Saturday, January 9, 2016: 2:50 PM
Room 311/312 (Hilton Atlanta)
Keith Grant, University of New Brunswick
Handley Chipman (1717-1799), a New England Planter in eighteenth-century Nova Scotia, created and circulated manuscript texts at a revolutionary moment in reading, religion, and politics. Variously a cabinetmaker, distiller, and justice of the peace, Chipman used print and manuscript texts to transplant Congregationalism to the “frontier” setting of Nova Scotia, a project complicated by New Light revivals and the American Revolution.  He created manuscript books by copying scripture and Puritan commentary, adding his own meditative prayers, and carefully inventoried a community library. Although Chipman’s textual practices seem traditional and rooted in orthodox Puritanism, he also copied and then circulated the unpublished journal of New Light evangelist, Henry Alline (1748-1784), also a New England Planter in Nova Scotia. Alline, a self-described “anti-traditionalist,” was the center of an extensive itinerancy and textual network that ranged throughout backcountry New England and the Maritime provinces.
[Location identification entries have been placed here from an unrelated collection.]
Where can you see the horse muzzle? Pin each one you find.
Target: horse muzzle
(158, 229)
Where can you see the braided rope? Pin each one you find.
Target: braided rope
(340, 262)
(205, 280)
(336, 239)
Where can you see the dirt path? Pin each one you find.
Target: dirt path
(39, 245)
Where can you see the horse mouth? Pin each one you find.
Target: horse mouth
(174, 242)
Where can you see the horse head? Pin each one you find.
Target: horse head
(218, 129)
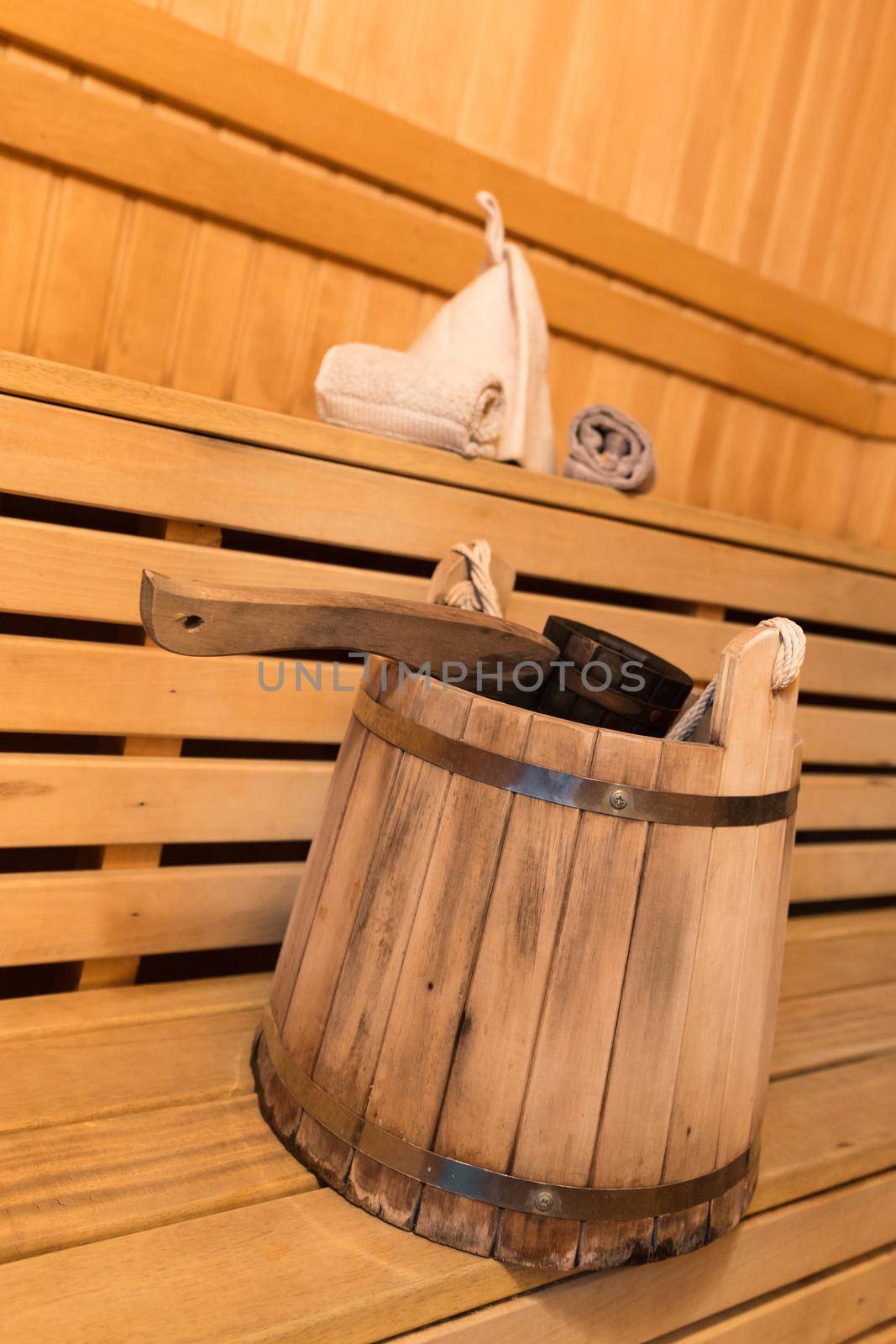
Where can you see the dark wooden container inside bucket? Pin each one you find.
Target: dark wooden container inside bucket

Chipman thus stands at a remarkable juncture of religious networks: on the one hand, ties with New England Congregationalism stretched taut by migration and Revolution; on the other, a New Light evangelicalism with strong appeal in newly settled communities.

In her comparative study of backcountry New England and Nova Scotia, Elizabeth Mancke argues that the revivals Alline engendered exposed deep-seated divisions within Puritan Congregationalism—tensions only evident when transplanted into Nova Scotia’s different polity and more flexible religious establishment. This paper explores how Handley Chipman, a Congregational transplant, embodied that tension as manifested within his reading habits and manuscript practices. Chipman attempted to interleave, as it were, orthodox and orderly Calvinism with New Light evangelicalism. Reading practices and manuscript circulation that at first appear “traditional” thus helped Chipman negotiate complex religious changes and to make adjustments in shifting religious networks.